As he started toward his bedroom closet, he caught a glimpse of movement outside. He stepped to his window in time to see a figure creeping along the side of the house, headed for the stables. Her back was to him, but as hungover as he was, he could still tell it was a young, shapely woman. Her head of long black hair fell almost to her shapely behind, a behind tucked nicely into a pair of jeans.
Clearly, she was sneaking around looking for something. He frowned, not sure he was up to dealing with a thief, given his hangover.
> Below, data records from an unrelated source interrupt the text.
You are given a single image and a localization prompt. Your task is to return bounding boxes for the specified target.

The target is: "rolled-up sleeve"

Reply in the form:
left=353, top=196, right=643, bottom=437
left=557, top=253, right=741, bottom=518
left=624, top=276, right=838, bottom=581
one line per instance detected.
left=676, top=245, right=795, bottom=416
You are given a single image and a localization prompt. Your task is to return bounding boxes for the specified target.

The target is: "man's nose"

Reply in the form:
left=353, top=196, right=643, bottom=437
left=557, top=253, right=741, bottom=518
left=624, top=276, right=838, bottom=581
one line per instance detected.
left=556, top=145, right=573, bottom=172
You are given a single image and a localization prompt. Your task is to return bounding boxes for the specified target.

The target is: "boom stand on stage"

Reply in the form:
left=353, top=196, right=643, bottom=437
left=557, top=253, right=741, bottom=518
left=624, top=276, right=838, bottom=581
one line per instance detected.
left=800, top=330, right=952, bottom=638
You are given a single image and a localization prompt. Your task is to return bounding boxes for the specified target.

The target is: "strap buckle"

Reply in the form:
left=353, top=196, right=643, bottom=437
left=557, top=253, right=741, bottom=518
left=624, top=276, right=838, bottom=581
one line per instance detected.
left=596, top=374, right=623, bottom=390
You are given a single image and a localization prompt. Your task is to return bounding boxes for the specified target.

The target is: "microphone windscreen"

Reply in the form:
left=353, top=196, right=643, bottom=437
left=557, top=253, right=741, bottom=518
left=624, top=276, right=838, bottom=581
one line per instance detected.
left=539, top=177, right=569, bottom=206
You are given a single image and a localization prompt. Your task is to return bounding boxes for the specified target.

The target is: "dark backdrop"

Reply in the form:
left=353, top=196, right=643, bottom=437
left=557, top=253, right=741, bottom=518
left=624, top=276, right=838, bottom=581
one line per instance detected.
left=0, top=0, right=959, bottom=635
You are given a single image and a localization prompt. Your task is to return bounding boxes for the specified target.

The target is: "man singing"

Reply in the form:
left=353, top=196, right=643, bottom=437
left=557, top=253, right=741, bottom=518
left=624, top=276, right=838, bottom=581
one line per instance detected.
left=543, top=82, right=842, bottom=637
But he realized he was probably the only one not off working somewhere on the ranch or in town today—other than this trespasser.
Given little choice, he pulled on jeans over his naked, still-damp lower body, going commando, and rushed barefoot to the door before she could get away. Time to find out what she was doing sneaking around the Stafford Ranch.
HOLDEN’SFIRSTINSTINCTafter reading the strange note was to call the sheriff. But he couldn’t shake off the feeling that this was some kind of prank. A sick joke. He had to make sure that Holly Jo was missing. He tried Elaine’s number. By now she would have reached the school.